Counterfactuals generated:

| Gender | Age  | Hypertension | Heart Disease | Married | Work Type   | Residence | Avg Glucose | BMI  | Smoking Status | Target |
|--------|------|--------------|---------------|---------|------------|-----------|-------------|------|----------------|--------|
| Female | 49.9 | 0            | 0             | No      | Private    | Rural     | 102.04      | 18.5 | Unknown        | 1      |
| Female | 74.4 | 0            | 0             | No      | Never_worked | Rural   | 102.04      | 18.5 | Unknown        | 1      |
| Female | 76.3 | 0            | 0             | No      | Govt_job   | Rural     | 102.04      | 18.5 | Unknown        | 1      |

### Interpretation

1. **Target change:** All counterfactuals flip stroke prediction from 0 → 1.  
2. **Feature changes:** The main changes are **age** and **work type**, while glucose and BMI remain constant.  
3. **Insight:**  
   - Even at low BMI and normal glucose levels, older age and occupational stress factors (work type) increase predicted stroke risk.  
   - This suggests that **stress-related factors might be important contributors** to stroke risk in the model.  

### Actionable insight

- Counterfactual analysis highlights that **non-traditional risk factors** such as age-related stress and occupational exposure can strongly influence predicted stroke risk.  
- Proper handling of stress and lifestyle factors is crucial, especially for individuals in high-risk age groups.


## 4/

**Original patient profile:**  

| Gender | Age  | Hypertension | Heart Disease | Married | Work Type | Residence | Avg Glucose | BMI  | Smoking Status | Target |
|--------|------|--------------|---------------|---------|-----------|-----------|-------------|------|----------------|--------|
| Male   | 61.0 | 1            | 1             | Yes     | Govt_job  | Rural     | 86.06       | 34.8 | never smoked   | 1      |

**Counterfactuals generated:**  

| Gender | Age  | Hypertension | Heart Disease | Married | Work Type | Residence | Avg Glucose | BMI   | Smoking Status | Target |
|--------|------|--------------|---------------|---------|-----------|-----------|-------------|-------|----------------|--------|
| Male   | 61.0 | 1            | 1             | Yes     | children  | Rural     | 86.06       | 96.1  | never smoked   | 0      |
| Male   | 32.9 | 1            | 1             | Yes     | Govt_job  | Rural     | 86.06       | 34.8  | never smoked   | 0      |
| Male   | 61.0 | 1            | 1             | Yes     | Govt_job  | Rural     | 67.00       | 34.8  | never smoked   | 0      |

### Interpretation

1. **Target change:** All counterfactuals flip stroke prediction from 1 → 0.  
2. **Feature changes and plausibility:**  
   - The most notable change is **BMI = 96.1** in one counterfactual, which is **clinically implausible**.  
3. **Insight:**  
   - The model appears **overly sensitive to extreme BMI increases**, which can artificially reduce predicted stroke risk.  
   
### Actionable insight

- Counterfactual analysis reveals that **extreme BMI changes dominate the model’s predictions**, but these are **not realistic**.  
- For meaningful interpretation, **filtering out implausible counterfactuals** is necessary.  



In [None]:
data[(data['bmi']>=50) & (data['stroke']==1)]

In [None]:
data[(data['bmi']>=50) & (data['stroke']==0)]

#### Upon examining the dataset and generated counterfactuals, we observed several instances with **extremely high BMI values (≥ 50)** that produce unrealistic or implausible predictions.
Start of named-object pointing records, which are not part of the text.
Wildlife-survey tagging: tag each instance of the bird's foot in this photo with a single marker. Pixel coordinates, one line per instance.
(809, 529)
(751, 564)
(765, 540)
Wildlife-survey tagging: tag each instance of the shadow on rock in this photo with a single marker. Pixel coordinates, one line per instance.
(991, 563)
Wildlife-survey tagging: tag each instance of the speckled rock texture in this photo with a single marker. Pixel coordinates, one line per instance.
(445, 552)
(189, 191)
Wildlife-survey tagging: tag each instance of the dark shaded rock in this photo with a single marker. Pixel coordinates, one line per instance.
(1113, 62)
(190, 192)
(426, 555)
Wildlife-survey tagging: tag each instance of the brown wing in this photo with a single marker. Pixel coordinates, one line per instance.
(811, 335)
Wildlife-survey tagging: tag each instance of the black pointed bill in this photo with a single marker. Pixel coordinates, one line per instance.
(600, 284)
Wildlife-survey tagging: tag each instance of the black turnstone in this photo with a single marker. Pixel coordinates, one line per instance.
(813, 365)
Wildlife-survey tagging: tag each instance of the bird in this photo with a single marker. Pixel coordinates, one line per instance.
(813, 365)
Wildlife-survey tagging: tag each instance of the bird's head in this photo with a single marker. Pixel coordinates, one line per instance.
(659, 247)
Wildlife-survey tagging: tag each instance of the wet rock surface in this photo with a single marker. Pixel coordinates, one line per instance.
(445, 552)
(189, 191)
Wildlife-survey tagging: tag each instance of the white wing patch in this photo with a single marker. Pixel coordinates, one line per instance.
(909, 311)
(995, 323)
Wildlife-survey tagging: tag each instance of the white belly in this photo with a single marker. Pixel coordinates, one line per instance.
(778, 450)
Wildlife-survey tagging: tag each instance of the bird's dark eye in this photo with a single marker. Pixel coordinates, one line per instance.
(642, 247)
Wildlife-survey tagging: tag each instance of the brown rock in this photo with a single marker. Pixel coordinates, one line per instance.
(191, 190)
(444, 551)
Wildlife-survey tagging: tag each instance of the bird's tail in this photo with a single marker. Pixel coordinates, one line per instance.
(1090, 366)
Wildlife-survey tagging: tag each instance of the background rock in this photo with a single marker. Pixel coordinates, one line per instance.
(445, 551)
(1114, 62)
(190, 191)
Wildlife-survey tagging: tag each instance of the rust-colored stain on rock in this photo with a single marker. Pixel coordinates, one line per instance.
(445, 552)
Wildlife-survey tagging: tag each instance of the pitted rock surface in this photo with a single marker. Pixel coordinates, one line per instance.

Due to the dataset's high class imbalance, although higher BMI should generally increase stroke risk, the majority of these high-BMI instances have **stroke = 0**, which skews the model’s behavior. These instances can be considered **outliers**, and since they represent a small portion of the data, it is reasonable to remove them to improve the plausibility and reliability of subsequent analyses.